UTF-8 Encoder / Decoder
Encode text to UTF-8 byte sequences or decode byte sequences back to text. View hex, decimal, binary, and percent-encoded formats.
What is UTF-8?
UTF-8 (Unicode Transformation Format - 8-bit) is the dominant character encoding on the internet, used by over 98% of web pages. It encodes Unicode characters using 1 to 4 bytes: ASCII characters use 1 byte, common European/Latin characters use 2 bytes, CJK characters use 3 bytes, and emoji typically use 4 bytes.
Understanding UTF-8 byte sequences is important for systems programming, network protocols, file format work, and debugging character encoding issues.
How to Use
- Choose Text → Bytes (encode) or Bytes → Text (decode)
- Select your preferred output format in Settings
- Paste or type your text
- Enable the byte table to see detailed character breakdowns
Frequently Asked Questions
Why does é use 2 bytes in UTF-8?
The letter é (e with accent) has Unicode code point U+00E9 (233 in decimal), which is above 127 and requires 2 bytes in UTF-8: C3 A9.
What is the difference between UTF-8 and ASCII?

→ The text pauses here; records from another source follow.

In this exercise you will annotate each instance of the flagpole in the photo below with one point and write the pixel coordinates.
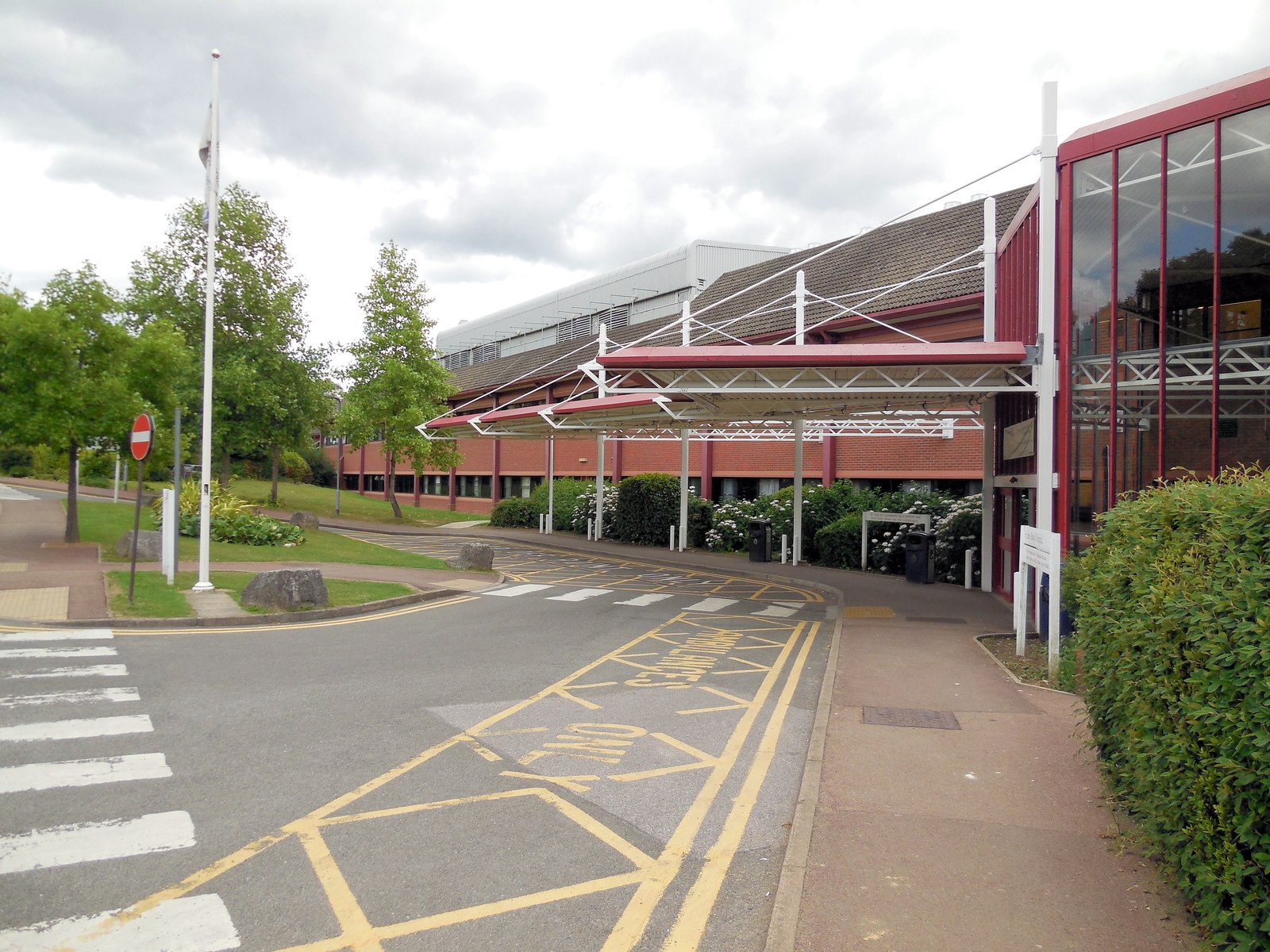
(205, 494)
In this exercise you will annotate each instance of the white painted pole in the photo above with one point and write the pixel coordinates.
(205, 498)
(798, 490)
(683, 484)
(990, 270)
(550, 486)
(987, 541)
(799, 309)
(600, 486)
(1047, 323)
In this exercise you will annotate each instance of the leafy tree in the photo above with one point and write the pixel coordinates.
(74, 376)
(267, 384)
(395, 380)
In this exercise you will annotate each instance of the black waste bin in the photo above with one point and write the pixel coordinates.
(920, 558)
(760, 541)
(1064, 619)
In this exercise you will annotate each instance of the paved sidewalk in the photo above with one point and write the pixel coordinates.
(988, 833)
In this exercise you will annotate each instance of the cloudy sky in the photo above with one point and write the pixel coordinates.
(518, 146)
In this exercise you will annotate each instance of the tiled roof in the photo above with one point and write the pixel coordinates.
(851, 271)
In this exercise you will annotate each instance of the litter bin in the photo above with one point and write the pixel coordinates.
(760, 541)
(1064, 619)
(920, 558)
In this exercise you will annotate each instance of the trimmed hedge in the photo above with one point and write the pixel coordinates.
(1172, 619)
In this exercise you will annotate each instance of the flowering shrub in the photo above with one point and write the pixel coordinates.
(730, 526)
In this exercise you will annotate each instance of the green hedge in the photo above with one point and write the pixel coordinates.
(1172, 619)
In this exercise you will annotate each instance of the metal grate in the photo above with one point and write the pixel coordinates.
(911, 717)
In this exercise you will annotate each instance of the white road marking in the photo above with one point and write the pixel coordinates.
(778, 612)
(71, 697)
(79, 727)
(88, 670)
(710, 605)
(641, 601)
(95, 651)
(518, 590)
(83, 774)
(578, 594)
(186, 924)
(89, 842)
(57, 635)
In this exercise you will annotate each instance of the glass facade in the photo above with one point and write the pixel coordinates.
(1170, 286)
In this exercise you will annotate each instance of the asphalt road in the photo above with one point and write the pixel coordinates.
(595, 755)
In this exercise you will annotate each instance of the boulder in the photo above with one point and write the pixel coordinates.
(149, 546)
(305, 520)
(473, 555)
(286, 589)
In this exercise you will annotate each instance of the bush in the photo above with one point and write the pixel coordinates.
(645, 509)
(567, 493)
(729, 527)
(516, 512)
(295, 467)
(1174, 625)
(14, 459)
(838, 543)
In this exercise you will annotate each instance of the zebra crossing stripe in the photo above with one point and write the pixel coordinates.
(88, 670)
(94, 651)
(78, 727)
(83, 774)
(71, 697)
(89, 842)
(578, 596)
(516, 590)
(641, 601)
(186, 924)
(710, 605)
(57, 635)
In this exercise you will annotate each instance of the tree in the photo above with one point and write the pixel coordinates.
(395, 380)
(267, 384)
(74, 376)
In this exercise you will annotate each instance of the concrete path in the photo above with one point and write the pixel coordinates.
(944, 806)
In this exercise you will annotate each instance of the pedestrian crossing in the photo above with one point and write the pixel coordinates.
(40, 711)
(685, 602)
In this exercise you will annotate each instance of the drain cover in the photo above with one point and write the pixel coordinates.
(911, 717)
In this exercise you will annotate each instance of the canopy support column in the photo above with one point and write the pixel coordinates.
(987, 541)
(1047, 372)
(683, 484)
(798, 489)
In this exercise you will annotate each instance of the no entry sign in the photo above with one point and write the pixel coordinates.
(143, 436)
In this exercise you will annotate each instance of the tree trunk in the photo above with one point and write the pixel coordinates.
(273, 489)
(73, 494)
(391, 486)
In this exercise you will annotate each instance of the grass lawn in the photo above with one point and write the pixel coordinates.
(321, 501)
(156, 598)
(106, 524)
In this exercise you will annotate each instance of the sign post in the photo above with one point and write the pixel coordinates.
(141, 441)
(1041, 551)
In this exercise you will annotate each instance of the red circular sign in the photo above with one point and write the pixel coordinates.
(143, 436)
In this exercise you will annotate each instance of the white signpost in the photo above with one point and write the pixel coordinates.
(1043, 551)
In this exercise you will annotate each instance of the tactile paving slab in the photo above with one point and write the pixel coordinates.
(911, 717)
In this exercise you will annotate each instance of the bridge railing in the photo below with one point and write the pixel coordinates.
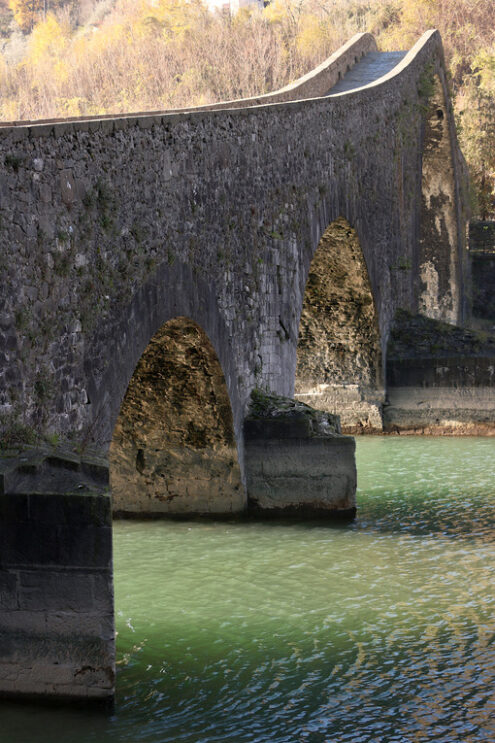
(314, 84)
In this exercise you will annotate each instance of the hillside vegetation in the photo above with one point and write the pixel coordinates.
(78, 57)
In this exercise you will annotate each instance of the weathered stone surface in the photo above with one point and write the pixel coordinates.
(441, 379)
(112, 228)
(56, 595)
(173, 448)
(296, 461)
(213, 215)
(339, 360)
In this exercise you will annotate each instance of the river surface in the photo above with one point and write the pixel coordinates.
(382, 631)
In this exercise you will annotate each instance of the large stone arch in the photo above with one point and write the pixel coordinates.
(440, 231)
(339, 357)
(175, 290)
(173, 449)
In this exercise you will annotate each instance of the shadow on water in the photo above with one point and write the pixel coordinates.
(285, 632)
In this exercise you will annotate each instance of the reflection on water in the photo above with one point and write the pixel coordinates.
(381, 631)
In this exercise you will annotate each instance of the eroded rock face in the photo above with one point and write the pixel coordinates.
(439, 296)
(339, 354)
(173, 448)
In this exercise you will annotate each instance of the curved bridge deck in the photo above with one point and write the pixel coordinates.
(370, 68)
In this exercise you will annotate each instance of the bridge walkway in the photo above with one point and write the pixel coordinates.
(371, 67)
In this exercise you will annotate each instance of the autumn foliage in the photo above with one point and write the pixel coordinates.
(78, 57)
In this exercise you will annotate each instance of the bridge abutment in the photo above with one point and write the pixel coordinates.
(56, 581)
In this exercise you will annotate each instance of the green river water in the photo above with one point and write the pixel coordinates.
(379, 631)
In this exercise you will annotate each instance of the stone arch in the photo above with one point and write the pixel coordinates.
(339, 358)
(173, 449)
(440, 264)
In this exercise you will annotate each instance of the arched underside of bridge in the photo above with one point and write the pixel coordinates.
(173, 448)
(339, 366)
(439, 269)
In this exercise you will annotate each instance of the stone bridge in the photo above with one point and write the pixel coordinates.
(170, 282)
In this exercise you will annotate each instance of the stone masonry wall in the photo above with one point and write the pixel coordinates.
(173, 447)
(56, 587)
(339, 366)
(109, 228)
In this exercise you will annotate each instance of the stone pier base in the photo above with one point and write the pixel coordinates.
(56, 596)
(297, 462)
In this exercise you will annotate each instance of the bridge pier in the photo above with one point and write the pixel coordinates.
(56, 582)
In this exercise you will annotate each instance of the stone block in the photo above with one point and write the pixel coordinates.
(311, 474)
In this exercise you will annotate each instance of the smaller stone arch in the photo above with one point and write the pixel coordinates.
(173, 448)
(440, 238)
(339, 358)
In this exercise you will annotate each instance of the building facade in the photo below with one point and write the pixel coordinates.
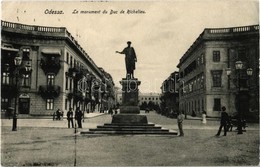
(170, 95)
(205, 84)
(149, 97)
(61, 76)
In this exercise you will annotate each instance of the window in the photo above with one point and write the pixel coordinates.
(4, 104)
(49, 104)
(5, 78)
(66, 83)
(216, 77)
(216, 56)
(66, 104)
(26, 53)
(50, 79)
(217, 104)
(26, 80)
(241, 55)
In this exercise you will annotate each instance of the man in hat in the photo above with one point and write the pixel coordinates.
(70, 118)
(130, 59)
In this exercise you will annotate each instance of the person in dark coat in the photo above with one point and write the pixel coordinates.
(223, 121)
(58, 113)
(78, 117)
(70, 118)
(130, 59)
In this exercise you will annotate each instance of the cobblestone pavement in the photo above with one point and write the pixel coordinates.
(44, 142)
(93, 119)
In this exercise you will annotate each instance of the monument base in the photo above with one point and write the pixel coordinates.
(129, 110)
(129, 119)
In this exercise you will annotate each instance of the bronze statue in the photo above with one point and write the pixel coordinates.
(130, 59)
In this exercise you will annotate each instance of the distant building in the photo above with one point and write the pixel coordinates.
(147, 97)
(61, 74)
(170, 94)
(204, 83)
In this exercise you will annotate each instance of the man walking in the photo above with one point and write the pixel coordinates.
(78, 117)
(179, 121)
(70, 118)
(223, 121)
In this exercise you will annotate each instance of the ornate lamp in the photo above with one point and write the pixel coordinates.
(249, 71)
(228, 70)
(17, 61)
(239, 65)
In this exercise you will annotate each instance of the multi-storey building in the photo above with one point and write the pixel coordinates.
(170, 94)
(149, 97)
(204, 83)
(61, 76)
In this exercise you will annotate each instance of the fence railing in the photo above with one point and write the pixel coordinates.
(32, 28)
(234, 29)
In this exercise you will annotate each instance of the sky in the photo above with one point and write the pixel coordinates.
(160, 34)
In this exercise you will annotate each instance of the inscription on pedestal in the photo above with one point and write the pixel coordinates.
(130, 96)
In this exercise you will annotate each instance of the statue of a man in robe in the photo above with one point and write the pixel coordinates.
(130, 59)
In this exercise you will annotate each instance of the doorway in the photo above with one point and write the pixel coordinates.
(24, 105)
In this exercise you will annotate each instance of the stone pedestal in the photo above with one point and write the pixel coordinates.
(129, 110)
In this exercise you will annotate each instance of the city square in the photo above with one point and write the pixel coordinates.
(52, 144)
(111, 83)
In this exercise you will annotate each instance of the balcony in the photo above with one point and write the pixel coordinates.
(49, 91)
(50, 65)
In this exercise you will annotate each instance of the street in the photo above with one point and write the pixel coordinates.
(44, 142)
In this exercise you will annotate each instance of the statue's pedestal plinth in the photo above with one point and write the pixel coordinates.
(129, 110)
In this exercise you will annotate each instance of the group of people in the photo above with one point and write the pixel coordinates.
(224, 122)
(58, 115)
(78, 117)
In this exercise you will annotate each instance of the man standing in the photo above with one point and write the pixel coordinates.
(179, 121)
(130, 59)
(70, 118)
(78, 117)
(223, 121)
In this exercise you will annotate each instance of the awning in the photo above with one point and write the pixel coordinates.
(9, 49)
(51, 51)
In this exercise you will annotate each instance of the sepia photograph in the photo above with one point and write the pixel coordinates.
(130, 83)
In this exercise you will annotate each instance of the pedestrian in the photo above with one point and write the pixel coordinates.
(223, 121)
(179, 121)
(78, 117)
(58, 114)
(110, 111)
(193, 113)
(130, 59)
(70, 118)
(62, 114)
(54, 115)
(204, 115)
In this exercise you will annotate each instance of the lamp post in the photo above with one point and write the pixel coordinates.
(17, 63)
(239, 67)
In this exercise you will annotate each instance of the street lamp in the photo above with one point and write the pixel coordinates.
(249, 72)
(17, 63)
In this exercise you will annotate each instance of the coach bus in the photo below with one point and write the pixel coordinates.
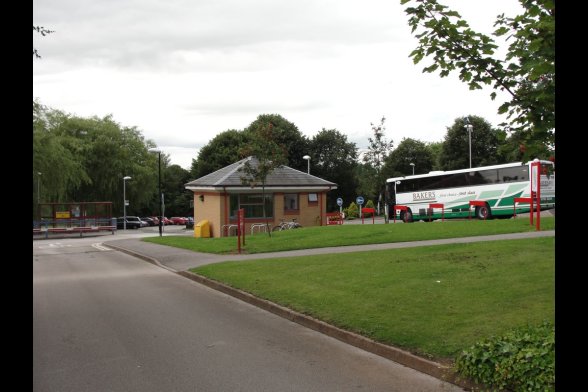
(496, 185)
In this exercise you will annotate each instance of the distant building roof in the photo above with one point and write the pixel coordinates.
(282, 177)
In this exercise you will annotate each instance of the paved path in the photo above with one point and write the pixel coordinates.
(176, 259)
(106, 321)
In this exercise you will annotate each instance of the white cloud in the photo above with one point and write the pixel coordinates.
(183, 71)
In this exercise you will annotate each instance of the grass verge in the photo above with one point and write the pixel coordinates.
(343, 235)
(433, 301)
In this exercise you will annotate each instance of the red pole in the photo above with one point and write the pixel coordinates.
(243, 222)
(538, 228)
(239, 231)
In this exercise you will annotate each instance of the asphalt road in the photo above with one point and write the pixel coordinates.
(106, 321)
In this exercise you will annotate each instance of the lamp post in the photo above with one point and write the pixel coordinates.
(125, 178)
(158, 151)
(470, 128)
(39, 187)
(307, 158)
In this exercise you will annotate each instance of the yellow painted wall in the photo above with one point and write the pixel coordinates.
(210, 209)
(213, 208)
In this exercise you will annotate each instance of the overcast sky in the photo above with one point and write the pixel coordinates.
(183, 71)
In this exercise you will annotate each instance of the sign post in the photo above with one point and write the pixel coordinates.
(359, 200)
(536, 191)
(240, 228)
(340, 204)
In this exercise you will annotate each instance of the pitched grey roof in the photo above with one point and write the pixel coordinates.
(284, 176)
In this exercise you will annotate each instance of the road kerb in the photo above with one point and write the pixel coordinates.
(403, 357)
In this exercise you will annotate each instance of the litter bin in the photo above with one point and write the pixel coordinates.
(202, 229)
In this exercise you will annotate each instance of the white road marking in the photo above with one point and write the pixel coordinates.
(99, 246)
(54, 245)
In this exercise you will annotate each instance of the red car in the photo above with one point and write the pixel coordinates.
(178, 220)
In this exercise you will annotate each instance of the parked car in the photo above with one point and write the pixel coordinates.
(178, 220)
(149, 220)
(131, 223)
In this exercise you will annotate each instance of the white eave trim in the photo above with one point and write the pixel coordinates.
(247, 189)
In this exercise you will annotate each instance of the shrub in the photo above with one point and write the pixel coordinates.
(521, 360)
(352, 211)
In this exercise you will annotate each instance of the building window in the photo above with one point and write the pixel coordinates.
(252, 204)
(291, 202)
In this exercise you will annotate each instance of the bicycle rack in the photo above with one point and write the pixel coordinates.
(227, 229)
(260, 226)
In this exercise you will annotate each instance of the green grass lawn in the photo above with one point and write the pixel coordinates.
(324, 236)
(433, 301)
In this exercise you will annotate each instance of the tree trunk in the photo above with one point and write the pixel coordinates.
(269, 232)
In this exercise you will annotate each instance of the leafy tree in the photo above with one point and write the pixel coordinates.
(285, 134)
(269, 155)
(365, 174)
(435, 148)
(408, 151)
(85, 159)
(177, 198)
(352, 211)
(221, 151)
(485, 140)
(368, 204)
(334, 158)
(526, 73)
(378, 150)
(515, 147)
(60, 167)
(43, 31)
(379, 147)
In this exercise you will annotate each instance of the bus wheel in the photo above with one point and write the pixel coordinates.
(406, 216)
(483, 212)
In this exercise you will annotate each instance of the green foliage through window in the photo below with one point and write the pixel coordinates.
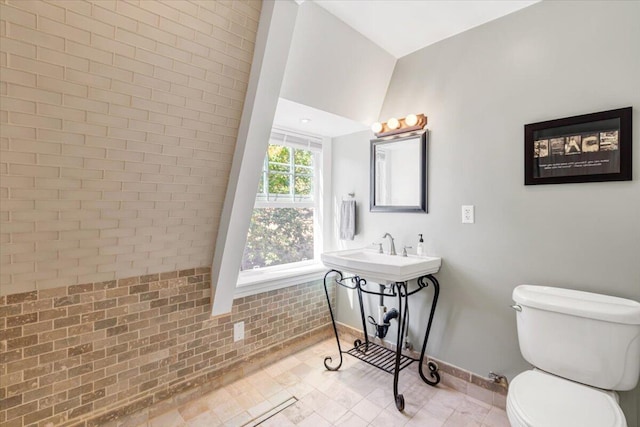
(278, 236)
(288, 172)
(282, 224)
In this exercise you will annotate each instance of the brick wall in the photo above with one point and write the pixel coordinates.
(118, 125)
(88, 354)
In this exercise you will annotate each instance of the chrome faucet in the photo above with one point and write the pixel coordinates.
(392, 246)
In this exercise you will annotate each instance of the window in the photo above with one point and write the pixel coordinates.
(284, 229)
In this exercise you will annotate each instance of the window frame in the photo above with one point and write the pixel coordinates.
(278, 276)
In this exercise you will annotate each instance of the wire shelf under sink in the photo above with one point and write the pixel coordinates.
(380, 357)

ASCII uses 7 bits and only covers 128 characters (English alphabet, digits, symbols). UTF-8 is a superset: the first 128 characters are identical to ASCII, and it extends to over 1 million Unicode characters.
Why do emoji use 4 bytes?
Most emoji have Unicode code points above U+FFFF (the Basic Multilingual Plane limit), requiring 4 bytes in UTF-8 encoding.
What is the BOM in UTF-8?
The Byte Order Mark (BOM, U+FEFF) is sometimes added at the start of UTF-8 files as a signature. It appears as EF BB BF in hex. Most UTF-8 files should not have a BOM, as it can cause issues in some tools.
How does this differ from URL encoding?
URL encoding (% encoding) represents bytes as %XX in URLs. This tool shows the same bytes in multiple formats including hex (\xXX), decimal, binary, and percent-encoded.